Family and friends of a Blantyre man who died after a heart attack whilst playing golf have been praised by the nation’s heart charity for their incredible fundraising efforts in his memory.
Gordon Smith was just 48 when he collapsed at Drumpellier Golf Club in November 2006. The following year, his family organised a golf day to celebrate the life of the dad-of-two and to raise money for the British Heart Foundation (BHF). Such was its success, it became an annual event and this year’s golf day has now helped bring the overall total to £80,000.
Graham Smith, Gordon’s brother, and one of the original event organisers, said: “To think we have raised such a huge amount of money in Gordon’s name and for a charity that is close to all our hearts is incredible. When we started out, we just wanted to do something to celebrate Gordon’s life, bring friends and family together and remember him doing something he loved – playing golf. Over the years, it has just grown and grown and we’re so grateful to everyone for supporting us and helping us raise this fantastic amount of money for the BHF.”
The BHF is the largest independent funder of research into heart and circulatory diseases in Scotland – research that is only made possible thanks to donations from the public. Over the past 60 years the BHF has been instrumental in countless lifesavingdiscoveries. In the 1960s, the decade the BHF was founded, 7 out of 10 heart attacks in the UK were fatal. Now, thanks in part to research the charity has helped fund, at least 7 out of 10 people survive.

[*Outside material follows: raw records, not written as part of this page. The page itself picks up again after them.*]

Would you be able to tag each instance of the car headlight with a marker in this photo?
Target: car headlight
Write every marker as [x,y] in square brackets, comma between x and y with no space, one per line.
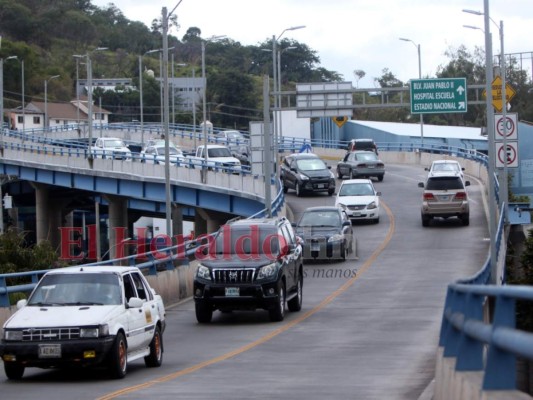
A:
[12,335]
[372,206]
[94,332]
[203,272]
[267,271]
[335,238]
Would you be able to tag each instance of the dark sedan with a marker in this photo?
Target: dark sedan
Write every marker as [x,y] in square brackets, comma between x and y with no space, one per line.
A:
[361,164]
[327,233]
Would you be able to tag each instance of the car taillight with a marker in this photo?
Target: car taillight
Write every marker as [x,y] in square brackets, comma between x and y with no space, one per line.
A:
[429,196]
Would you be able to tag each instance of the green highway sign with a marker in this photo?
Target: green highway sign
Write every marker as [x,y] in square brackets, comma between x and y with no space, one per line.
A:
[436,96]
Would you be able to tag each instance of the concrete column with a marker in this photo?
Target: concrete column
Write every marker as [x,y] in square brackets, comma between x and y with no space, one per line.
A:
[118,219]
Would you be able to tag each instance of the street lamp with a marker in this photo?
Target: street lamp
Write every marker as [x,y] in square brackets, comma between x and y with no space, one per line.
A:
[204,111]
[141,90]
[504,196]
[90,96]
[276,89]
[490,135]
[22,91]
[46,124]
[419,77]
[280,52]
[168,211]
[174,87]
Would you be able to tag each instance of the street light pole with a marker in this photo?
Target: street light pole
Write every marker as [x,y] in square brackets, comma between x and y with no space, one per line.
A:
[46,124]
[168,205]
[490,137]
[280,132]
[417,45]
[276,90]
[141,91]
[204,101]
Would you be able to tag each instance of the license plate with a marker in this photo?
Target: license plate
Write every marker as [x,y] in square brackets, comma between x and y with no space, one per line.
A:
[232,292]
[49,351]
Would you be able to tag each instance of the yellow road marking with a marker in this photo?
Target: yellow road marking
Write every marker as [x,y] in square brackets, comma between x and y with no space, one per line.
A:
[272,334]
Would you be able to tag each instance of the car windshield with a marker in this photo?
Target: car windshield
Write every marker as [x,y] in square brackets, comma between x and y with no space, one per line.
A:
[319,218]
[356,189]
[219,152]
[77,289]
[114,143]
[245,240]
[311,164]
[365,156]
[446,167]
[444,183]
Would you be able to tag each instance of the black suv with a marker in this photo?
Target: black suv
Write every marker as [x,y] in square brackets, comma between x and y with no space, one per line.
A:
[306,172]
[362,144]
[250,264]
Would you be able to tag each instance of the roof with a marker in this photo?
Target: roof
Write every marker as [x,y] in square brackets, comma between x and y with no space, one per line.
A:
[65,111]
[93,269]
[430,131]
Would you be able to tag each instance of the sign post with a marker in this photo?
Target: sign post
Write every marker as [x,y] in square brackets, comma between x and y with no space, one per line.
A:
[436,96]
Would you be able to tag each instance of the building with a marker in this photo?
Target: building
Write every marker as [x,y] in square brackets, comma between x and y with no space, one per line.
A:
[59,114]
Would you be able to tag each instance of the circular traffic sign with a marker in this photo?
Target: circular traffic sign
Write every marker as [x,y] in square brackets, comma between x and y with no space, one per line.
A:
[509,126]
[510,155]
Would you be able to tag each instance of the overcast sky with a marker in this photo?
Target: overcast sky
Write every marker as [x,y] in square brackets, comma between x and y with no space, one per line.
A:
[353,35]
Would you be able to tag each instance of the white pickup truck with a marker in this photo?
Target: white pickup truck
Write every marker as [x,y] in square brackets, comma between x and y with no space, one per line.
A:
[111,147]
[218,158]
[86,317]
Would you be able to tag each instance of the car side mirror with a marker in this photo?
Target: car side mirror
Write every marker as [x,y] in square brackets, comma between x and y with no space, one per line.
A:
[135,302]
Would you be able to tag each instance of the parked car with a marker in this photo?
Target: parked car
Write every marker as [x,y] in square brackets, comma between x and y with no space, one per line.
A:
[155,154]
[306,172]
[359,199]
[362,144]
[327,233]
[111,147]
[251,264]
[445,167]
[445,196]
[361,164]
[86,317]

Alongside raising money for the BHF, the Smith family also provided a defibrillator for Drumpellier Golf Club.
Gordon’s son, Andrew, said: “It is just an incredible achievement and a real testament to all the hard work that everyone has put in. We lost my dad at such a young age and sadly many other families have lost loved ones suddenly too. That’s why the work of the BHF is so important to us and it’s amazing to think that Dad’s memory continues to help other people in such a meaningful way. It’s also been brilliant that it’s all been made possible through people having a good time & celebrating life.”
Graham and Gordon’s mum, May, says it has been comforting to know that something so positive has come out of Gordon’s tragic and sudden death.
“I am so proud of all the work Graham has put into this special event over the years, “ she said. “Personally, I love the golf day because I feel Gordon is with us and his memory is living on.”
Alongside the golf event, there have been additional fundraising events, including a bungee jump and Graham and his son, Rory, also took part in a skydive from 15,000ft earlier this year, which raised almost £2,000.
Lyndsay Anderson, BHF Scotland Fundraising Manager, said: “Our research to help the 700,000 people in Scotland living with heart and circulatory diseases is only made possible because of the generosity of amazing fundraisers, like the Smith family. Their efforts mean we can continue to fund lifesaving research to help us find the breakthroughs, treatments and cures of the future and turn research that once seemed like science fiction into reality. We just cannot thank the family and all their friends and supporters enough.”